Irish companies face potential fines for non-compliance with GDPR

Dave McEvoy of Sligo based digital company, Dmac Media has warned businesses that they may not be compliant with the new guidance on cookie compliance.

A number of Irish start-ups and SME’s may not be compliant with the new rules surrounding GDPR, according to Dave McEvoy of Sligo based digital company Dmac Media.

In April this year, the Irish Data Protection Commission released updated guidance on cookie compliance for Irish websites.

Irish businesses were given six months to update their websites in line with this newly clarified advice on cookie management. From October 6th, 2020 Irish businesses could face financial penalties under the GDPR legislation for non-compliance.

A cookie is a small text file on a device used to store information. By placing a cookie on a website, it allows the website to have a memory of the users’ computer activity.

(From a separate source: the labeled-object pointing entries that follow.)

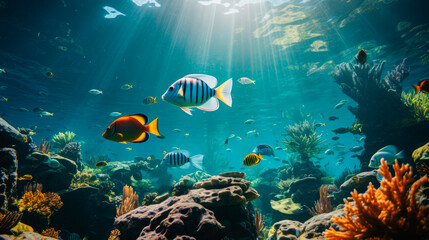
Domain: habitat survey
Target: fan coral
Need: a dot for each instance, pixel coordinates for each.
(40, 203)
(323, 205)
(130, 201)
(302, 139)
(418, 103)
(9, 220)
(50, 232)
(389, 212)
(61, 139)
(148, 199)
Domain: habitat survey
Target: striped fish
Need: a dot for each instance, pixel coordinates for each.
(252, 160)
(181, 159)
(197, 90)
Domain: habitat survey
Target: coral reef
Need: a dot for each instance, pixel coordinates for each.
(50, 232)
(213, 209)
(8, 174)
(8, 220)
(389, 212)
(385, 118)
(418, 103)
(303, 139)
(130, 201)
(323, 205)
(72, 151)
(60, 140)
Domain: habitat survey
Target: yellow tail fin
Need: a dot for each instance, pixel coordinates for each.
(223, 92)
(153, 127)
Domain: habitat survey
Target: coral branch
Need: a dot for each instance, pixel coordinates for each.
(390, 212)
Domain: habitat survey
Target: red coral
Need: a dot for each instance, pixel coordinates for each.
(389, 212)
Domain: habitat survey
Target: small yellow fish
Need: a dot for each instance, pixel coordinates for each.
(126, 87)
(26, 177)
(149, 100)
(252, 160)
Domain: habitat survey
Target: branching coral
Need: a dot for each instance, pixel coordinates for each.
(9, 220)
(130, 201)
(418, 103)
(40, 203)
(61, 139)
(302, 139)
(259, 222)
(323, 205)
(50, 232)
(389, 212)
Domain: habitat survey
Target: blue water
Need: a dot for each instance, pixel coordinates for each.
(151, 47)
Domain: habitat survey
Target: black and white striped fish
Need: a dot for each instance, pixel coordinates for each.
(181, 159)
(197, 90)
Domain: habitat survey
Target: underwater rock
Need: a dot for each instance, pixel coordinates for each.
(217, 207)
(12, 138)
(85, 213)
(286, 229)
(233, 174)
(8, 174)
(313, 228)
(26, 236)
(72, 152)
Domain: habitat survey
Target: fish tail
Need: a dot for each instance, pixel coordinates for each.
(223, 92)
(153, 127)
(400, 155)
(417, 88)
(197, 161)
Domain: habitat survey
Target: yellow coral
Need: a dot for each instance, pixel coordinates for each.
(389, 212)
(61, 139)
(50, 232)
(40, 203)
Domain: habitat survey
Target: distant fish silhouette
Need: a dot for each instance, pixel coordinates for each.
(112, 13)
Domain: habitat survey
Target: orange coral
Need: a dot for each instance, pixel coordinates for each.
(50, 232)
(40, 203)
(389, 212)
(323, 205)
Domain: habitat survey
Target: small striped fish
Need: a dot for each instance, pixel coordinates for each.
(197, 90)
(252, 160)
(181, 159)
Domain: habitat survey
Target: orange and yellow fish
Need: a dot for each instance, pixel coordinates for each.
(132, 128)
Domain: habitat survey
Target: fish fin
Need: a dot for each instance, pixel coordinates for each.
(417, 88)
(210, 80)
(186, 110)
(390, 149)
(140, 117)
(153, 127)
(197, 161)
(184, 152)
(142, 138)
(400, 155)
(185, 166)
(210, 105)
(223, 92)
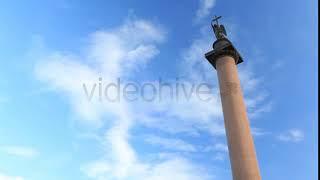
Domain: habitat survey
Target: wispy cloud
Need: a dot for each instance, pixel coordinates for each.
(20, 151)
(170, 144)
(111, 54)
(292, 135)
(8, 177)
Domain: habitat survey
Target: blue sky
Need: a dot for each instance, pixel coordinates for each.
(49, 130)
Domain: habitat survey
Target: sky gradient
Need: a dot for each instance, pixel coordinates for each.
(49, 49)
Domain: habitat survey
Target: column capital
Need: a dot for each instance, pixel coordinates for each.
(223, 47)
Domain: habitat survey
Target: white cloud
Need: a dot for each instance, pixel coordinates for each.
(170, 143)
(204, 9)
(8, 177)
(120, 52)
(112, 54)
(20, 151)
(292, 135)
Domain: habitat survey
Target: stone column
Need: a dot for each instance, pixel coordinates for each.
(240, 142)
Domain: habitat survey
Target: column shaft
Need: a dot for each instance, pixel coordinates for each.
(240, 142)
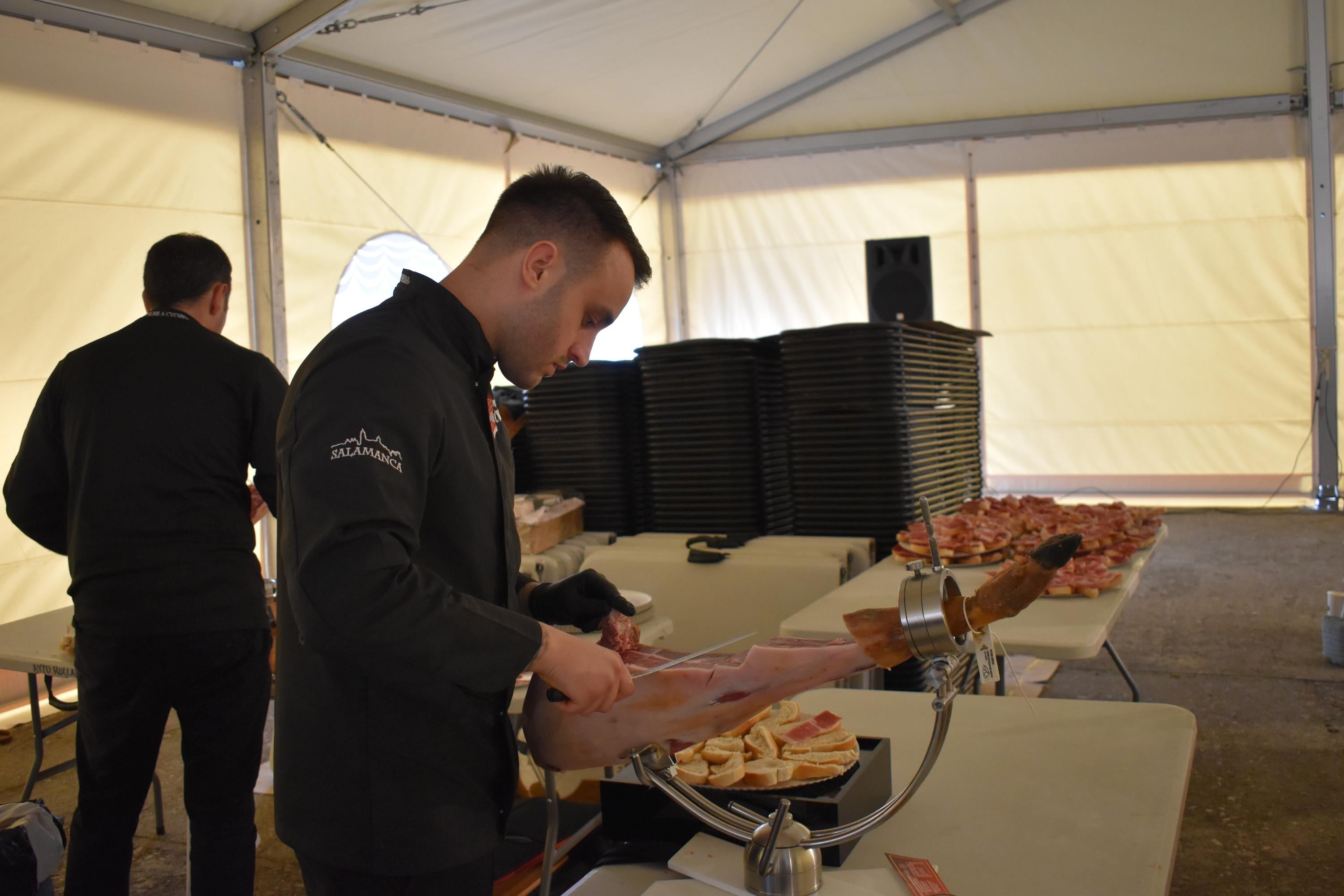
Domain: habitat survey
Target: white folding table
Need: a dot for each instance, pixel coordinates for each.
(1086, 797)
(33, 646)
(1053, 628)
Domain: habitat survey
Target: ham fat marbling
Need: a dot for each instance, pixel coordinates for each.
(706, 696)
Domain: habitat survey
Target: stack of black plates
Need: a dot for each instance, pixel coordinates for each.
(772, 413)
(879, 416)
(702, 421)
(585, 435)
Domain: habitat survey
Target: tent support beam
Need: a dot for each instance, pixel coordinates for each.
(836, 72)
(264, 246)
(1326, 472)
(296, 25)
(131, 22)
(999, 128)
(261, 194)
(974, 276)
(674, 254)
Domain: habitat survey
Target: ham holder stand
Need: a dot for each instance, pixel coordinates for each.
(783, 857)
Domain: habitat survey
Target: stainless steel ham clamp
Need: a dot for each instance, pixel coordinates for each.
(783, 857)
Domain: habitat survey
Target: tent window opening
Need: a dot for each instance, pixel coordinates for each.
(377, 268)
(617, 343)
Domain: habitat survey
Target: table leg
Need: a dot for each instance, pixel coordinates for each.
(553, 829)
(37, 739)
(1129, 679)
(41, 734)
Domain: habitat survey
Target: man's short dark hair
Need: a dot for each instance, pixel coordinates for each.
(570, 209)
(182, 268)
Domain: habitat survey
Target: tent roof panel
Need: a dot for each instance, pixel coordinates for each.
(245, 15)
(640, 69)
(1029, 57)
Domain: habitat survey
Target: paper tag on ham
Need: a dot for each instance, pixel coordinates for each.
(986, 656)
(920, 876)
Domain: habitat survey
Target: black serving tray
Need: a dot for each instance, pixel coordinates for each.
(632, 812)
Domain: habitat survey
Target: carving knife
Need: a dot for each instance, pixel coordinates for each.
(557, 696)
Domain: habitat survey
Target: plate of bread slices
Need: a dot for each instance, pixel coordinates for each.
(779, 747)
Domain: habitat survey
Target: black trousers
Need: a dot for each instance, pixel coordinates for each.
(220, 684)
(474, 879)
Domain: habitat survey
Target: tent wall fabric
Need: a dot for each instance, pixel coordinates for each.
(1147, 289)
(440, 174)
(108, 148)
(1027, 57)
(777, 244)
(1120, 272)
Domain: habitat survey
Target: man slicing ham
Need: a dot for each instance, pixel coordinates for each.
(404, 622)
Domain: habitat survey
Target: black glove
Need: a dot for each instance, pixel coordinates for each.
(582, 599)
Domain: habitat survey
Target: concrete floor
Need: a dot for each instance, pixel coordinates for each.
(1226, 624)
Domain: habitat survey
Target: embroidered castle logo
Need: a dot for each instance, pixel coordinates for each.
(365, 447)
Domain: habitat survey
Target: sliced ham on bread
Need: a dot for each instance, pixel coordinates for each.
(761, 743)
(832, 758)
(814, 727)
(767, 773)
(746, 726)
(719, 750)
(729, 773)
(694, 773)
(823, 743)
(690, 754)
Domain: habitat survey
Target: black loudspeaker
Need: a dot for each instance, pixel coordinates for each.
(900, 280)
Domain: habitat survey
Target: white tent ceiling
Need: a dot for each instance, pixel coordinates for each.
(647, 70)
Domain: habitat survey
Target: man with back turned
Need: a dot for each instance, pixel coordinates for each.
(135, 465)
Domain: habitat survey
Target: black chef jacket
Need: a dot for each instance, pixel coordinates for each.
(401, 629)
(135, 464)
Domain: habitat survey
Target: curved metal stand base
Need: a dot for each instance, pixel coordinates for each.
(656, 769)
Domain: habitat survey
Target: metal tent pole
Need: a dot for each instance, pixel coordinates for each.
(674, 253)
(1326, 472)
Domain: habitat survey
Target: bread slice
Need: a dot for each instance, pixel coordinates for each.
(785, 715)
(718, 750)
(832, 758)
(750, 723)
(694, 773)
(767, 773)
(761, 743)
(823, 743)
(691, 753)
(808, 770)
(729, 773)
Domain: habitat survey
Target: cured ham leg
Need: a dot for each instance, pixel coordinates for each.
(714, 694)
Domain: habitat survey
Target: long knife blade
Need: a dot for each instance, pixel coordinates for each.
(558, 696)
(691, 656)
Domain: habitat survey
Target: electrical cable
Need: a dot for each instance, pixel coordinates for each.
(1311, 431)
(714, 105)
(281, 99)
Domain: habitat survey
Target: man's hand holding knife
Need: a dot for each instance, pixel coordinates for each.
(593, 679)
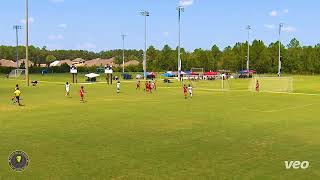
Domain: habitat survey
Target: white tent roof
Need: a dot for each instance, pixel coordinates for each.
(92, 75)
(55, 63)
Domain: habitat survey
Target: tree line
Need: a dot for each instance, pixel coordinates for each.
(263, 58)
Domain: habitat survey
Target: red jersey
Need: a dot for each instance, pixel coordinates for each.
(81, 92)
(257, 86)
(185, 89)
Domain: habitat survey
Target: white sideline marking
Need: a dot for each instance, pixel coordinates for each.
(282, 109)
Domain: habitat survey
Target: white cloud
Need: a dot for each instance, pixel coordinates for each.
(63, 26)
(31, 20)
(56, 1)
(273, 13)
(56, 37)
(289, 29)
(270, 26)
(166, 34)
(87, 46)
(186, 2)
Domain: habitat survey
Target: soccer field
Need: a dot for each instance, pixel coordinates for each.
(234, 134)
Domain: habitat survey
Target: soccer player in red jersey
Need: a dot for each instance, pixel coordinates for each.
(138, 85)
(257, 86)
(82, 94)
(185, 91)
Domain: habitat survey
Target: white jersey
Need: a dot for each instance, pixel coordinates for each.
(67, 87)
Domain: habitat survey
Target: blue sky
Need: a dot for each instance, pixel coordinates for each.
(97, 24)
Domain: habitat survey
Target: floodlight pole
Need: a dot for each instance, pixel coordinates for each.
(145, 14)
(123, 38)
(180, 9)
(16, 28)
(280, 63)
(27, 43)
(248, 53)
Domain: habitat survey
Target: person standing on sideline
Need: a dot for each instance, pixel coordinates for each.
(82, 94)
(118, 87)
(16, 97)
(257, 86)
(67, 89)
(190, 90)
(185, 91)
(138, 85)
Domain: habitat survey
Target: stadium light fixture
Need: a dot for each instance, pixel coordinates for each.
(180, 9)
(280, 63)
(145, 14)
(123, 39)
(248, 52)
(16, 28)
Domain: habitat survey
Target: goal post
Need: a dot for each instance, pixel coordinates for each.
(272, 84)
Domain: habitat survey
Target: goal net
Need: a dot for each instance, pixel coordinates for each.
(272, 84)
(16, 73)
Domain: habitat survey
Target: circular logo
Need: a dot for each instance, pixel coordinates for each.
(18, 160)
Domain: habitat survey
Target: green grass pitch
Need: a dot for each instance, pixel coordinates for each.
(234, 134)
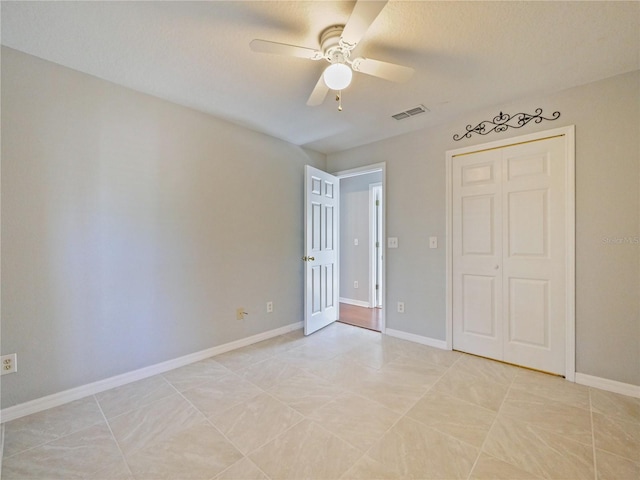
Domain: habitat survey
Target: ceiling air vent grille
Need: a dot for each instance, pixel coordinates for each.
(410, 112)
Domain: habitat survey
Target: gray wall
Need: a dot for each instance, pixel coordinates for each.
(132, 228)
(607, 119)
(354, 223)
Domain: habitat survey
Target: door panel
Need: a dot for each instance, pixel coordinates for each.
(477, 225)
(529, 312)
(321, 268)
(528, 224)
(479, 307)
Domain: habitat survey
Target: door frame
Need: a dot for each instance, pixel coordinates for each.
(353, 172)
(568, 133)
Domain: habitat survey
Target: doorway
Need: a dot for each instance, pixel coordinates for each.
(361, 254)
(510, 255)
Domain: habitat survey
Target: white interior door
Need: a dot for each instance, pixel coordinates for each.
(477, 253)
(509, 253)
(321, 287)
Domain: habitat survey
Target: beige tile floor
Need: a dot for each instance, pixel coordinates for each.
(344, 403)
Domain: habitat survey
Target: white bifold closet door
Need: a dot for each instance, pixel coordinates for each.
(509, 253)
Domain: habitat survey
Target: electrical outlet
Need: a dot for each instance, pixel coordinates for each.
(9, 363)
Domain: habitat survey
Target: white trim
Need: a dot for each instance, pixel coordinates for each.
(357, 303)
(60, 398)
(608, 385)
(569, 133)
(412, 337)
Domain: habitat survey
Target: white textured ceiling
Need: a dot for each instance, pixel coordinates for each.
(467, 56)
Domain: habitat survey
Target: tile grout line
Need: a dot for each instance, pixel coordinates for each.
(593, 438)
(106, 421)
(481, 449)
(208, 420)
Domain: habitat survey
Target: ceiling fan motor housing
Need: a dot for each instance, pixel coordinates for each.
(335, 51)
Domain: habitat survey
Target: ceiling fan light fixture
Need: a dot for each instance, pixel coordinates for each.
(337, 76)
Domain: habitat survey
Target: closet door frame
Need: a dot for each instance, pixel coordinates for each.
(568, 133)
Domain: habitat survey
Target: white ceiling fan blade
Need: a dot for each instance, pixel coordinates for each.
(386, 70)
(363, 15)
(319, 93)
(265, 46)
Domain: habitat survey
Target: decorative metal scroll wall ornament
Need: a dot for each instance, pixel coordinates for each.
(504, 121)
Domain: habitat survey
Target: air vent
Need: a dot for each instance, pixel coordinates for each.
(410, 112)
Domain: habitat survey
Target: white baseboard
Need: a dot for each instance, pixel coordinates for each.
(57, 399)
(431, 342)
(357, 303)
(608, 385)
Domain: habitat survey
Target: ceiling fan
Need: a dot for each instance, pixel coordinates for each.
(336, 43)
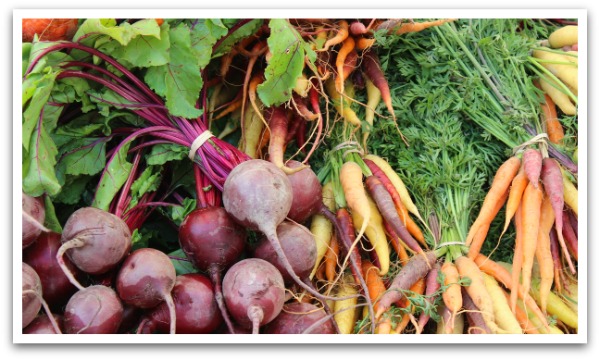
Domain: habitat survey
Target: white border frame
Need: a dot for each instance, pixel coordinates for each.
(580, 338)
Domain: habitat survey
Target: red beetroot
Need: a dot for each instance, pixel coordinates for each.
(195, 306)
(41, 256)
(254, 292)
(146, 279)
(93, 310)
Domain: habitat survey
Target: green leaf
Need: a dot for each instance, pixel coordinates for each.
(163, 153)
(113, 178)
(146, 50)
(242, 32)
(204, 36)
(180, 80)
(83, 156)
(148, 181)
(38, 165)
(285, 65)
(178, 213)
(72, 189)
(51, 221)
(122, 33)
(182, 267)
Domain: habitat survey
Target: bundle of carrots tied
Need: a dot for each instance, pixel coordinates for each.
(406, 126)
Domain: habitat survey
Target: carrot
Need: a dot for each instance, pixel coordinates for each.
(407, 221)
(340, 63)
(431, 287)
(385, 204)
(532, 165)
(342, 107)
(451, 295)
(561, 99)
(415, 269)
(505, 318)
(397, 182)
(554, 128)
(500, 184)
(523, 319)
(374, 282)
(363, 43)
(331, 259)
(477, 324)
(321, 228)
(517, 257)
(348, 240)
(375, 234)
(373, 71)
(553, 185)
(543, 253)
(570, 194)
(345, 310)
(502, 273)
(570, 236)
(339, 37)
(278, 126)
(566, 35)
(481, 234)
(397, 244)
(417, 288)
(532, 201)
(515, 194)
(373, 99)
(478, 292)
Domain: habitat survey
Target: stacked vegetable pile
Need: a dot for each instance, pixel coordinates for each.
(299, 176)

“The important thing for businesses to note is that they are not allowed to assume consent”

If a user clicks not to accept cookies some features of the website may not be available to them. However, when they click to accept, they may unwittingly be agreeing to share their information with a plethora of advertising platforms.

Since GDPR measures were introduced in May 2018, most website owners are aware that their website needed a cookie message, but the vast majority of these messages are not compliant with the law.

Where the majority of Irish companies fall down is in disclosing the way the cookies are used. For example, most people do not specifically agree to share their information to be used by advertising platforms, yet remarketing campaigns follow them from site to site online.

Discussing the issue, Dave McEvoy, director of Dmac Media said, “In short, cookies used for anything other than primary functionality have to have your permission to be placed on your device. Yes, website owners tell their customers about cookies, but they carried right on using the information incorrectly, nonetheless. This goes against both the spirit and the letter of the regulations.” 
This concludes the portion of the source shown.